Une tutelle qui lui met la tête sous l’eau
La réponse ministérielle finit par arriver : en juillet 2024, les efforts d’Alexia Fabre sont battus en brèche par la décision d’engager une « mission de réflexion et d’accompagnement pour la réalisation d’un grand campus des arts et de l’architecture sur le site historique occupé par les deux écoles » conduite par le président du conseil d’administration de l’ENSBA très fraîchement nommé sur proposition de Rachida Dati, Laurent Dumas (un entrepreneur devenu « mécène » après avoir fait fortune dans l’hôtellerie et l’immobilier) en tandem avec Pierre-Paul Zalio (un sociologue spécialiste de « la figure de l’entrepreneur », et par ailleurs président du campus Condorcet).
Dès le départ, la mission provoque une levée de boucliers chez les enseignants et les étudiants de l’ENSBA qui voient leur modèle pédagogique directement menacé. Il faut dire qu’elle a pour effet immédiat d’amorcer un climat conflictuel entre les deux établissements du site, de suspendre l’instruction des dossiers sur les chantiers à mener et de jeter l’incertitude sur les perspectives à court terme dans un contexte bâtimentaire qui continue de se dégrader. Le rapport de la mission, dont la transmission était programmée fin décembre 2024, n’est à ce jour pas connu (une habitude dans ce ministère qui adore l’opacité des rapports secrets).
Une fois de plus, en choisissant d’élaborer un projet d’ordre scientifique et culturel qui questionne les pédagogies plutôt que de subvenir d’urgence aux problèmes bâtimentaires, la tutelle laisse pourrir la situation.
En évinçant leur directrice, le ministère de Mme Dati affaiblit radicalement les Beaux-Arts de Paris tout en indiquant clairement aux personnels qu’une responsable d’établissement qui non seulement s’intéresse aux problèmes concrets de son école mais qui en plus (une rareté de nos jours) ne pratique pas le management toxique n’a absolument pas sa place.
Et ça tambouille, et ça tambouille !
Il serait intéressant de voir si le ministère de Madame Dati agira de la même manière vis-à-vis de l’actuel directeur de l’ENSAPM, arrivé lui aussi au printemps 2022 à la tête de cet établissement.
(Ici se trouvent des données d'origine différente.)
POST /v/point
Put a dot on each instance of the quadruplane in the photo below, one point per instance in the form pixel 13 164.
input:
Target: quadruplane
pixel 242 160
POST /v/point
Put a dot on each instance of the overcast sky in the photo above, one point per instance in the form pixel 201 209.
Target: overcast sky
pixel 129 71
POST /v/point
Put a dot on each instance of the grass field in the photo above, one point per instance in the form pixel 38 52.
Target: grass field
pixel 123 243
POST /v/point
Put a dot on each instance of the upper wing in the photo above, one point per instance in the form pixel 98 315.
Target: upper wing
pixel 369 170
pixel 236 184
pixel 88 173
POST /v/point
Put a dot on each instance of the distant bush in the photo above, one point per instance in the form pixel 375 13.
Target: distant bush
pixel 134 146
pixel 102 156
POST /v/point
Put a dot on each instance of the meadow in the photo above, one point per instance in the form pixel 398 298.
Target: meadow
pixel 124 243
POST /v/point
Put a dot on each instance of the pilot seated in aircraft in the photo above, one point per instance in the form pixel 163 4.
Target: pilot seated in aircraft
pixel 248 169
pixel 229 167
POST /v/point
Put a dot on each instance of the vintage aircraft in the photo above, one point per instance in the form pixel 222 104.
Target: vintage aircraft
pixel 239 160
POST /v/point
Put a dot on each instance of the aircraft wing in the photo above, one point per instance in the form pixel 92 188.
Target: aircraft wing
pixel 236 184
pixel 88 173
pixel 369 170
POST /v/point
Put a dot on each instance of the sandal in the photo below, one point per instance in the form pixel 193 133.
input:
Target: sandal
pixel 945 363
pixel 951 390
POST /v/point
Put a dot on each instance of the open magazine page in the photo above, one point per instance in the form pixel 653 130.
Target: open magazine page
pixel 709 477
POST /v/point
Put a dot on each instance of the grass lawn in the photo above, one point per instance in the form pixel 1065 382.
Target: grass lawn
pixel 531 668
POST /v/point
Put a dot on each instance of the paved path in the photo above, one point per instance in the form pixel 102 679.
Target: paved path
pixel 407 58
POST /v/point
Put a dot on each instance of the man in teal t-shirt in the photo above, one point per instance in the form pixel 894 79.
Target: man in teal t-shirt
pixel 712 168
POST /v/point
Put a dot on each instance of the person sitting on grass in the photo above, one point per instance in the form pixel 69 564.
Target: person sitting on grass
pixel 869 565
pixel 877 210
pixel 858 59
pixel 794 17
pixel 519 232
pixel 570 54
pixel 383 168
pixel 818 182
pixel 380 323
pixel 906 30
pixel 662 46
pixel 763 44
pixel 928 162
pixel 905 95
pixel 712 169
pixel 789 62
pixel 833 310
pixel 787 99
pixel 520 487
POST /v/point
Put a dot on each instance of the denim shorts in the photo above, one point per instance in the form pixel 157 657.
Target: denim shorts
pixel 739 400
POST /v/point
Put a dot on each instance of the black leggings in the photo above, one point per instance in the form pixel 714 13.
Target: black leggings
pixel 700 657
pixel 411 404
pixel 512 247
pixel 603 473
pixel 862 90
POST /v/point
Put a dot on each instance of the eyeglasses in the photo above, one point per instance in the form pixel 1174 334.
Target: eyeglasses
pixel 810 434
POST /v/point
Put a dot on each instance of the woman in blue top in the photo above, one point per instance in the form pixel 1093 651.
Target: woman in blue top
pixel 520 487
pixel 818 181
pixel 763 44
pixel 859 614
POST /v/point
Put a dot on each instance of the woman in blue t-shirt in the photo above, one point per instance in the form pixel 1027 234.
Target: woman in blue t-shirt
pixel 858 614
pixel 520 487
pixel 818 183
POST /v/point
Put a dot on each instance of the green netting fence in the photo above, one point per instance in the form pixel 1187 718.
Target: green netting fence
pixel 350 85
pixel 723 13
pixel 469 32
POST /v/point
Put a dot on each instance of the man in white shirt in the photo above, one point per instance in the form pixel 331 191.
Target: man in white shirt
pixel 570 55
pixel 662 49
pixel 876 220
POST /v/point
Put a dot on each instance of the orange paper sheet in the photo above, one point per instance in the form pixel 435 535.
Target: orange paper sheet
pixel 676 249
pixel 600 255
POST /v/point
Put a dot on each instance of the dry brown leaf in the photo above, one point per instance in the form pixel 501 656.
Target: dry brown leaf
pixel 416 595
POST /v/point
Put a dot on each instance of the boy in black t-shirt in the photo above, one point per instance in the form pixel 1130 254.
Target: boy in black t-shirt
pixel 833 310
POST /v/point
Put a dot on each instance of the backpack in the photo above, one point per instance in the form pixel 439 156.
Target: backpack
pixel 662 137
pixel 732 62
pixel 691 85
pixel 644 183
Eu égard à ses accointances politiques (c’est un ancien conseiller de Sarkozy, ancien membre du groupe d’opposition au Conseil de Paris, entre autres !) nous pouvons en douter ; il est même probable que la crise ouverte par la non-reconduction d’Alexia Fabre lui soit au contraire pleinement profitable.
C’est donc dans un climat de défiance qu’inévitablement s’ouvrira le mandat de la prochaine direction de l’ENSBA : défiance de la part des enseignants et des étudiants voulant défendre le modèle pédagogique de l’ENSBA, défiance des personnels administratifs ne voulant plus retomber dans les incessants conflits internes qui ont pollué l’ENSBA pendant dix ans avant l’arrivée d’Alexia Fabre, celle-ci ayant indubitablement réussi à installer un climat d’apaisement dans un établissement difficile à gérer humainement.
La grande majorité des personnes en activité dans l’École juge positivement les trois ans de son mandat. La décision de l’évincer n’en paraît que plus incompréhensible si on ne la réduit pas à de la tambouille politique de bas étage. Elle manifeste pleinement la brutalité d’un pouvoir qui méprise la réalité du terrain et instrumentalise des situations de tension qu’il a lui-même créées pour s’en prendre à la culture en général et aux écoles d’art publiques en particulier.